Area museums offer many interesting summer exhibitions that are nearing the ends of their runs, so make plans now to see them.
But don't forget about galleries. They're smaller venues and usually rotate their shows more frequently. And they're free. Two examples with strong exhibitions are Clayton Galleries in South Tampa and Gallery 221 on the Dale Mabry campus of Hillsborough Community College.
Gallery 221 features Tampa native Josette Urso, who is now based in New York and shows her work internationally, so this is a coup for 221. It's an example of how Katherine Gibson, the gallery's director, has invigorated the exhibition schedule using her many contacts.
Most of us know Urso as an abstract landscape painter who is more interested in interpreting a sense of place rather tha n representing it.
There are works in Taking Place — Drawings by Josette Urso with her signature lyricism but many are harder edged and more realistic. The signature piece is a large, site-specific vinyl wall drawing of a New York neighborhood that takes a long view of its buildings packed together, bisected by streets. A study for it, shown here, is a complex negotiation of strong black lines and surrounding white space that suggest the energy of the view. The exhibition includes a six-minute video by Urso (she films her feet in motion on her many forays for subject matter) and watercolors.
Urso will be at the gallery Sept. 5 for a talk from 3 to 4 p.m. and Sept. 6 for a reception from 5 to 7 p.m. She and Lynn Whitelaw, Leepa-Rattner Museum of Art curator and longtime friend, will have an informal discussion during the reception. Both events are free.
For Clayton Galleries, summer is a time to showcase artists who have ongoing representation there (as opposed to special exhibitions with new artists) and many perennial favorites always line the walls. It can be a bit of a hodgepodge with so many different media and styles, sort of like a very interesting conversation among a lot of opinionated talkers, but it's stimulating. And because owner Cathy Clayton does represent all of them, she can usually pull other works by those artists that she has in storage areas.
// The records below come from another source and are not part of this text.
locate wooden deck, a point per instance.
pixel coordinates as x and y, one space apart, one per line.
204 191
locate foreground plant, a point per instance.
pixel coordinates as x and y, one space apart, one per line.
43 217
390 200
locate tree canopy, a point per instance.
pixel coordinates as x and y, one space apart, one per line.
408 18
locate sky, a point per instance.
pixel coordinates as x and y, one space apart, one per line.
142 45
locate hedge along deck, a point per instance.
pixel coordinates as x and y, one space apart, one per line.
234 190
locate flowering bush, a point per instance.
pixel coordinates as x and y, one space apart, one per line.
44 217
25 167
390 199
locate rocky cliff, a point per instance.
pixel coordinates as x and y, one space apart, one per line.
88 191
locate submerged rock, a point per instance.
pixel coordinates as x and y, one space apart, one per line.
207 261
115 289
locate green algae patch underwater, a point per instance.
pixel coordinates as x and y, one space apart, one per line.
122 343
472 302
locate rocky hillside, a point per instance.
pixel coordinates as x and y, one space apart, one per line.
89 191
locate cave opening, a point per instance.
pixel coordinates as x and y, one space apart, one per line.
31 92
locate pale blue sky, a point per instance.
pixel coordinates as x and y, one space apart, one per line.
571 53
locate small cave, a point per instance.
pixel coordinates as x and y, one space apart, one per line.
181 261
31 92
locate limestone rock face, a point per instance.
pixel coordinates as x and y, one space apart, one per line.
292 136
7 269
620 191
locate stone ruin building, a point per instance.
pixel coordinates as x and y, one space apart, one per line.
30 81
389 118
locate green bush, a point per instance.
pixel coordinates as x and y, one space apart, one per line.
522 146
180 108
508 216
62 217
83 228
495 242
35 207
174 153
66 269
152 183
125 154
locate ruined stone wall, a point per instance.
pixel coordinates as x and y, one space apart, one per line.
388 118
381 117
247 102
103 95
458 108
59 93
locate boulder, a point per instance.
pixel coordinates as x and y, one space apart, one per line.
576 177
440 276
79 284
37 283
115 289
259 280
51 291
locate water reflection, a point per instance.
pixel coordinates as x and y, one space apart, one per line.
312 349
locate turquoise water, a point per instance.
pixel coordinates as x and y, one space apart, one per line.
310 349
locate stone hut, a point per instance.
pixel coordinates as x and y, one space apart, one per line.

Among the artists are Peter Brown, Bruce Marsh, Robin Cody, Dolores Coe, Benjamin Dimmitt, Craig Rubadoux, Joyce Ely-Walker, Roberta Schofield and Jeffrey Kronsnoble.
Parts of Tampa will be busy, even inaccessible, during the coming week but both of these galleries are well outside the Republican National Convention activity areas so access, traffic and parking won't be issues.
But it's too hot to get out? Ceramicist Jack Boyle has an alternative: artistfinder.info. It's a new website that catalogues Florida artists by medium. He describes it as "very much like an online art festival."